L’Occident et le G-8 ont pris note de cela, et notamment le président des États-Unis, Barack Obama, qui a concentré sa politique sur la Tunisie et l’Égypte. Il ne fait aucun doute que l’Égypte est le noyau principal du monde arabe : le pays le plus peuplé (83 millions d’habitants), l’économie présentant le plus fort potentiel, la meilleure armée et le meilleur centre culturel islamique. Le G-8 est conscient que la décision politique est interne, mais aussi que la transition doit être réalisée dans un environnement économique stable, comme ce fut le cas espagnol – et pour cette raison, son soutien est nécessaire. Bien qu’un « Plan Marshall » ne semble pas envisageable dans la crise financière actuelle, à son dernier sommet tenu les 25 et 26 mai à Deauville (France), le G-8 a annoncé un paquet d’aides de 20 milliards de dollars (pouvant être élargis à 40).

Dans un tel contexte, deux aspects sont à relever. Le premier, qui est positif, est que « tout l’extérieur arabe » est conscient du besoin d’une transition vers la démocratie sans violence, comme en Égypte et en Tunisie. Au contraire, en Libye, en Syrie et au Yémen, la violence s’est imposée dans le processus de transition.

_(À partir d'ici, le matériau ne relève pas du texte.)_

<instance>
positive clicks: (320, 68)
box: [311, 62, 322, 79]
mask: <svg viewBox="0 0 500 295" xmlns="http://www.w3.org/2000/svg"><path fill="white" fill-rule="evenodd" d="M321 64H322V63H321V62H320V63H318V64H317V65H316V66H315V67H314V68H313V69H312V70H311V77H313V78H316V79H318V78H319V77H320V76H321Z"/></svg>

L’énergie est essentielle dans cette argumentation. L’aspect négatif est que « l’intérieur arabe » n’est pas encore convaincu que cette transition soit nécessaire et qu’une partie de celui-ci défend toujours le statu quo. Mais une telle situation est insoutenable, et la solution à long terme pour le bien de la paix dans le monde arabe est la consolidation de la transition démocratique. Dans cette partie de la Méditerranée, la Turquie et l’Égypte peuvent devenir le guide de la transition arabe : une Turquie et une Égypte stables, jouissant d’une croissance économique, seraient les deux piliers d’un Moyen-Orient où le marché de l’énergie se stabiliserait à long terme. La Turquie se trouve actuellement à un stade avancé de ce processus, encore faudrait-il que l’Égypte suive le même chemin.